I was fortunate enough to meet the Dalai Lama as a Freshman in college. What a waste that was. Likely a once-in-a-lifetime opportunity was wasted on a 17-year-old who was nowhere near in thought to mindfulness, elevated planes of consciousness, and probably thought of the tenants of Buddhism as rubbing a fat statue’s belly.
Twelve years and 3,000 miles later, I would give my crown chakra to meet him again and ask about the ancient practice of mindfulness. While the practice has expanded from its ancient Buddhist roots to more mainstream psychotherapeutic applications, I would have loved to go straight to the source on this one. After all, have you ever seen anyone that is happier than the Dalai Lama?
According to the American Psychological Association (APA), one of the accrediting bodies for our psychology programs, the benefits of mindfulness extend well beyond emotional intelligence. “Among its theorized benefits are self-control, objectivity, increased tolerance, enhanced flexibility, equanimity, improved concentration, and mental clarity, and the ability to relate to others and one's self with kindness, acceptance, and compassion,” wrote APA-authors Daphne M. Davis, PhD, and Jeffrey A. Hayes, PhD.

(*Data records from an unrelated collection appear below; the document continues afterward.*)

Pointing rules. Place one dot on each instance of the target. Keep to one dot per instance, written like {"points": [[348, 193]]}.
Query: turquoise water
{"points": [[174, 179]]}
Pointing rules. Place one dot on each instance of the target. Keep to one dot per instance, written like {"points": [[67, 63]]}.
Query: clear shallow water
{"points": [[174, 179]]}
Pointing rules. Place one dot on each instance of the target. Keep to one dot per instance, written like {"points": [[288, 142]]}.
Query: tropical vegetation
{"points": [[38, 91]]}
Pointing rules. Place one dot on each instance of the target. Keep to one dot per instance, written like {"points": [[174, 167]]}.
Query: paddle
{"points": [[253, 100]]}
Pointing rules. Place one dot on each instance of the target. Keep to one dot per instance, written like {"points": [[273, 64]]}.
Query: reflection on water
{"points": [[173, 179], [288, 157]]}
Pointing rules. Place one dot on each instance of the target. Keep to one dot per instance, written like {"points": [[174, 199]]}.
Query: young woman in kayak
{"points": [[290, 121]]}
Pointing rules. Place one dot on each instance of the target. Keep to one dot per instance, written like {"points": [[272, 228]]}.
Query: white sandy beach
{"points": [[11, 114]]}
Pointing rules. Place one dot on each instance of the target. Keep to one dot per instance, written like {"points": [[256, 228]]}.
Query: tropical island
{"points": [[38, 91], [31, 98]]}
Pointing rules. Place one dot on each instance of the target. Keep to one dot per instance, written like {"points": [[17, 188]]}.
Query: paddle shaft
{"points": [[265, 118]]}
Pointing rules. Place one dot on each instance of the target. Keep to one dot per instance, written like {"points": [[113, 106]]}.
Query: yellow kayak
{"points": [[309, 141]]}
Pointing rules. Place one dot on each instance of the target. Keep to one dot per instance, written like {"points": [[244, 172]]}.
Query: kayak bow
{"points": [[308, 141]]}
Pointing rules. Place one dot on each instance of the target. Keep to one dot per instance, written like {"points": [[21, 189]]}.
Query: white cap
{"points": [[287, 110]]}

I was recently introduced to the psychological impact of mindfulness through a California School of Professional Psychology webinar. Before that, I asked myself how effective this practice could be, and why it was of such importance to our professors. As it turns out, teaching future psychologists about mindfulness can make them far more effective practitioners.

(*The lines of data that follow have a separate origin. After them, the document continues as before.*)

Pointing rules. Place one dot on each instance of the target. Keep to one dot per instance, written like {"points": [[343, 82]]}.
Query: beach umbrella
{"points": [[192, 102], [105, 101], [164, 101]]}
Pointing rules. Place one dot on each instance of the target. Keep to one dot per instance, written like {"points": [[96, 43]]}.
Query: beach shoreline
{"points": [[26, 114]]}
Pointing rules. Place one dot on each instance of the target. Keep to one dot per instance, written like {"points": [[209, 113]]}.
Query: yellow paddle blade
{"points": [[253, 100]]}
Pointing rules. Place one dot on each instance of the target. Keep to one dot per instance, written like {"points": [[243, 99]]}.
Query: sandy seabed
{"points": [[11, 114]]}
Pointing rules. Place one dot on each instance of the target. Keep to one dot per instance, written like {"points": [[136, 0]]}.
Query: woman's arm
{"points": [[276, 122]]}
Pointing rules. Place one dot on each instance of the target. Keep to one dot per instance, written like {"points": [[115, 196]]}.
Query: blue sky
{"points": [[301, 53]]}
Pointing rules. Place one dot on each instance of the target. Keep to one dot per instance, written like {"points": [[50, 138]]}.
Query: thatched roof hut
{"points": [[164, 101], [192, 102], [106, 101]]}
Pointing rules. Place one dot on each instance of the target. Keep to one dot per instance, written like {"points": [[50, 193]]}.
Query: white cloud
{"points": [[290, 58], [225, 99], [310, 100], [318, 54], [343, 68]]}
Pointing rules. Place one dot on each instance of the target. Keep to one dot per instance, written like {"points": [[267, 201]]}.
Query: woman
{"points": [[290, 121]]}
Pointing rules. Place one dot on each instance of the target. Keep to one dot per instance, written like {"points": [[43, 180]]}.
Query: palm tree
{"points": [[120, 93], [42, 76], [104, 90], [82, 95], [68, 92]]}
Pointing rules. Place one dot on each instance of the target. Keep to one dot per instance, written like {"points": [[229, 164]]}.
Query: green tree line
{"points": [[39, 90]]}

A study conducted in 2007 shows that, after nine weeks of treatment, clients of trainees who practiced mindfulness and Zen meditation showed greater reductions in overall symptoms, faster rates of change, scored higher on measures of well-being and perceived their treatment to be more effective than clients of nonmeditating trainees. Shining light on the idea that at Alliant, we really are bettering ourselves — in more ways than one— in order to better the world.

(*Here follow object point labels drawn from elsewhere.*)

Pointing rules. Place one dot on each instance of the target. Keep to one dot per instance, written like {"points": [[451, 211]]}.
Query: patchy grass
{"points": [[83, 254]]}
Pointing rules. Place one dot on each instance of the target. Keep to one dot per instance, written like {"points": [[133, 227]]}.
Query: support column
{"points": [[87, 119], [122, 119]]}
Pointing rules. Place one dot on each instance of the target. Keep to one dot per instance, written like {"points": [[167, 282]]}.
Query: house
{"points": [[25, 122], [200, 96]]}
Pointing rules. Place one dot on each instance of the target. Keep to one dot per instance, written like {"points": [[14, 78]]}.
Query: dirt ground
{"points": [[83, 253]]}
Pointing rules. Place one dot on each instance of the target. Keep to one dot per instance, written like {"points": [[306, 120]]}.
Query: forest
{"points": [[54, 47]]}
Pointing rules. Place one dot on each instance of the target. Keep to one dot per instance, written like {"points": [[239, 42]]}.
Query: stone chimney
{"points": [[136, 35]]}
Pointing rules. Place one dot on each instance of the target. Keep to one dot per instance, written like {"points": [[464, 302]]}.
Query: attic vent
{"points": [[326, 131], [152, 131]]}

Further empirical evidence shows that mindfulness promotes empathy, improves counseling skills, and even increases patience in therapists. While the efficacy of mindfulness is plain to see in therapy— so much so that it is a tenant of CSPP’s integrated psychology emphasis area in the Clinical Psychology PsyD Degree Program — it extends beyond therapy and into the workplace.
Last week, our organizational psychology program hosted a speaker series event titled Exploring Mindfulness to Improve Your Work, Life, and Relationships, featuring doctoral candidate Sarah Maxwell. Sarah introduced participants to key elements of mindfulness, engaged them in some experiential activities to sample some of those elements, and spoke about the increasing attention to mindfulness practices and their benefits in organizations.
I asked Bernardo Ferdman, Ph.D., Distinguished Professor in the Organizational Psychology Program, to tell me why mindfulness has been receiving more attention from organizational psychologists recently. “Mindfulness can help us pay closer attention to our experience and to what is happening around us, and so prepare us to be more effective in interacting with others and in achieving our goals. There is more and more evidence about the benefits of mindfulness practices for many work- and life-related outcomes, including managing stress. Sarah Maxwell’s dissertation research on mindfulness, along with the growing body of work in the field, will help us learn more about these benefits and find ways to translate them into practice. In our program, we are eager to support students in learning how to apply this type of knowledge,” Ferdman said.
When I moved back to California, I couldn’t understand why everyone was obsessed with yoga, after all, San Diego has one of the largest concentrations of yoga studios in the nation. And when I joined the Alliant family and started hearing the word mindfulness over and over again, I didn’t understand our professors’ obsession with it. A few documentaries, a book or two, and a couple webinars helped me tie it all together. I now understand why so many people are obsessed with meditation and yoga. And I now understand why psychologists are obsessed with mindfulness.